Tema #2.1 - Triptofano
Carolina olhou para o galão.
No último ano e meio tinha-se sentado todos os dias no mesmo lugar junto à janela daquele café, sempre com o olhar ausente, à espera que ele aparecesse, mesmo nos dias em que sabia que ele não iria vir.
Estava desempregada há mais anos do que poderia recordar e o seu dia era uma amálgama de recordações, comprimidos para dormir, comprimidos para acordar, comprimidos para esquecer, e a rotineira visita ao café, sempre à mesma hora da tarde, sempre com a cabeça baixa, sempre com o olhar vazio.
Pedia sempre o mesmo, um galão de máquina e um bolo de arroz, que fazia render durante um par de horas, até que ela o pudesse ver através da imaculada fronteira de vidro, que o fazia estar tão perto mas tão longe ao mesmo tempo.
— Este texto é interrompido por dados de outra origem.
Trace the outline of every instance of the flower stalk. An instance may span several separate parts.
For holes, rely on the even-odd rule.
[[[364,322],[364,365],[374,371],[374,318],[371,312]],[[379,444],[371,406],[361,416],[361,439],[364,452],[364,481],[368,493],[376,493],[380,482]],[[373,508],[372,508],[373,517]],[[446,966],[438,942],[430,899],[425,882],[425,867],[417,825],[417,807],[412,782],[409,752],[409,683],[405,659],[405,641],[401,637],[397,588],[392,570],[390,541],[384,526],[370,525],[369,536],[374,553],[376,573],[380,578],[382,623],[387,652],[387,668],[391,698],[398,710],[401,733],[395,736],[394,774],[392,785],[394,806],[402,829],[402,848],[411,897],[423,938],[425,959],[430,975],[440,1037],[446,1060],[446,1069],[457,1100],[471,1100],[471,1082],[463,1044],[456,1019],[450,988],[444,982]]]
Um dia tinha pedido um queque com pepitas de chocolate, um dia em que se tinha sentido corajosa, viva, animada, para rapidamente compreender que as pepitas de chocolate não eram mais que passas ressequidas que cuspiu nauseada para um guardanapo de papel.
Todos os dias comprava uma revista que tentava ler enquanto olhava para o relógio. Sabia as horas em que ele ia aparecer e esse era o momento alto do seu dia. Tudo o resto era comprimidos, galões, bolos de arroz e imagens em revistas. Quando já tinha comprado todas as revistas possíveis e imaginárias voltava a comprar uma repetida e li-a de trás para a frente. Era quase como se fosse uma revista nova.
Há ano e meio que Carolina tinha perdido a guarda do filho. O ex-marido tinha conseguido em tribunal tirar-lhe até as visitas quinzenais ao fim-de-semana, alegando que ela era neurótica, psicótica e instável, e que o filho estaria melhor sem a influência nefasta da mãe.
Tudo o que lhe restava eram aqueles pequenos segundos em que via o filho através do vidro da janela do café, vindo da escola agarrado firmemente pela mão do pai. Carolina aguardava pacientemente o filho todos os dias há ano e meio, mesmo nos dias em que sabia que ele não viria por a escola estar fechada.
Aquele dia não era diferente. Estava quase na hora.
Com a precisão de um relógio pai e filho passaram à frente do café onde Carolina desaparecia cada dia um pouco mais. Nenhum olhou para ela. Há muito tempo que ninguém se dava ao trabalho de verdadeiramente a ver. Tinha-se tornado invisível para o mundo.
Abriu a carteira, depositou cinco euros em cima da mesa e levantou-se em direcção à porta.
Colocou a mão no bolso do casaco e sentiu o frio metálico do revólver que tinha comprado numa qualquer página da Internet.
Saiu para a rua procurando com o olhar pai e filho. Sabia que aquilo não iria correr bem. Mas no fim de contas, que mais tinha ela a perder?